Un épisode intéressant aurait pu prendre place dans la reconstruction de Hartog : un courant philosophique, issu de l’émergentisme britannique d’auteurs comme Lloyd Morgan et Samuel Alexander, tenta de concilier l’évolution avec la théologie. Dans la métaphysique dite du « procès » de Whitehead, Dieu n’est pas au début du monde mais à la fin, mais il se réalise continuellement en lui. Dans une telle nature où le divin est en devenir, chronos n’est plus ni kairos ni krisis. Bergson proposa une vision semblable. Les chrétiens ont eu du mal à se retrouver dans cette métaphysique (et Bergson fut mis à l’index en 1914, avant d’être repêché plus tard), mais elle est l’une des manières dont on a pu penser une conciliation entre le temps de la nature et le temps divin. Ce que ces philosophies spéculatives suggèrent est qu’avec d’autres conceptions du temps et du divin, les apories auxquelles la triade chronos, kairos, krisis est confrontée pourraient être surmontées. Certains apocalypticiens pourraient y trouver leur compte, et ils n’ont pas manqué de le faire (Penser avec Whitehead. Une libre et sauvage création de concepts, d’Isabelle Stengers, Seuil, 2002).

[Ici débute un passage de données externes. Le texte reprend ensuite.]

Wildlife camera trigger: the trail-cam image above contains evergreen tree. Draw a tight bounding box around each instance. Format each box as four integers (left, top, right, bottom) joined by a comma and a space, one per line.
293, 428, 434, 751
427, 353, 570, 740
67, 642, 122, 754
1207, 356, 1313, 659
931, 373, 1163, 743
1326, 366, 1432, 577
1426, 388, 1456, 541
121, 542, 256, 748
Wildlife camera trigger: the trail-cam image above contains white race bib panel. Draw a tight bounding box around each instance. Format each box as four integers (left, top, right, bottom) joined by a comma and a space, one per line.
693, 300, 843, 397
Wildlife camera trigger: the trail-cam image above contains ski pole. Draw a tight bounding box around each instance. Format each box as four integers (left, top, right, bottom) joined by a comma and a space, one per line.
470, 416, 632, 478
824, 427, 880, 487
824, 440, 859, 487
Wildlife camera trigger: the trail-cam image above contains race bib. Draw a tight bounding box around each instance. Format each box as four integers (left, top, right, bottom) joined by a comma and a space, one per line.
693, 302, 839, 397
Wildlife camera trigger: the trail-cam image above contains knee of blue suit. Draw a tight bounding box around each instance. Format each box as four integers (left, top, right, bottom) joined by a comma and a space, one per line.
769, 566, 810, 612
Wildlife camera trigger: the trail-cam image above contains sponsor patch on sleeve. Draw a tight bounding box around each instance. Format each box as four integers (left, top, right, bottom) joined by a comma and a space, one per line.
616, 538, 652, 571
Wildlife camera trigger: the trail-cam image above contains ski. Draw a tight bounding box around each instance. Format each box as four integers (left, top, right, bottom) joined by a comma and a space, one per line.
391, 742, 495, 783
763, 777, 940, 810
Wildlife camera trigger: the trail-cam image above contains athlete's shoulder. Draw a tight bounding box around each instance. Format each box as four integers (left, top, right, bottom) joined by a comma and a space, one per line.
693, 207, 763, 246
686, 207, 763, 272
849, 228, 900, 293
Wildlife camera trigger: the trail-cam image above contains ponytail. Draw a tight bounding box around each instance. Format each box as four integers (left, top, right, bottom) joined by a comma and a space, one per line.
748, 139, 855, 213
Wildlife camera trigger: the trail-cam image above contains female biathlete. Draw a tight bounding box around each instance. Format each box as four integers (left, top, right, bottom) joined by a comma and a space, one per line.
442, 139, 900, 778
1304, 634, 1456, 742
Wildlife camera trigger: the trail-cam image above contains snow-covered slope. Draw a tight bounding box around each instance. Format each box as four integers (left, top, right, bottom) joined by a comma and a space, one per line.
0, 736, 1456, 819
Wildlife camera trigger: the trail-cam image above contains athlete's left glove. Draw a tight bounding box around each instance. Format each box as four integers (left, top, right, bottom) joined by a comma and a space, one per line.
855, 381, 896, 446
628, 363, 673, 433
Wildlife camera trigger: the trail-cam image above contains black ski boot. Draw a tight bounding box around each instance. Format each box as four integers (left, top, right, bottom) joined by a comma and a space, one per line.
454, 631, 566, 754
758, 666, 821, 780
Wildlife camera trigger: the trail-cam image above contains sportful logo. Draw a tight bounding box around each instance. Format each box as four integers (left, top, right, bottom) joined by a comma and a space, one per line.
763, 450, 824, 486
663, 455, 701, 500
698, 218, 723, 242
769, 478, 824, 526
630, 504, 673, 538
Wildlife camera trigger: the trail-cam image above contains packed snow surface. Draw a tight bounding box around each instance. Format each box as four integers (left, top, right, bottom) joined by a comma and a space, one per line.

Il y a pourtant une manière plus simple de se débarrasser des apories de Chronos. C’est de renoncer à la conception téléologique du monde que présupposent tous les créationnismes, tous les millénarismes et tous les prophétismes. Tant qu’on considère le temps historique comme tendu vers une fin, et les événements comme relevant de la nécessité, divine ou non, on ne cesse de chercher le sens de l’histoire. C’est aussi la conception hégélienne et marxiste, qui veut qu’il y ait des nécessités historiques, qui, comme le note Hartog, est à la recherche du kairos révolutionnaire, et à laquelle Walter Benjamin ajouta, dans ses Thèses sur l’histoire, une dose de messianisme. Mais ne faudrait-il pas d’abord se débarrasser du sens ? Si l’on ne voit pas dans l’histoire le lieu des nécessités, mais de la contingence, si l’on cesse de croire en sa fin, advenue ou pas, la catastrophe est une option, mais elle pourrait très bien ne pas advenir. Qué será, será.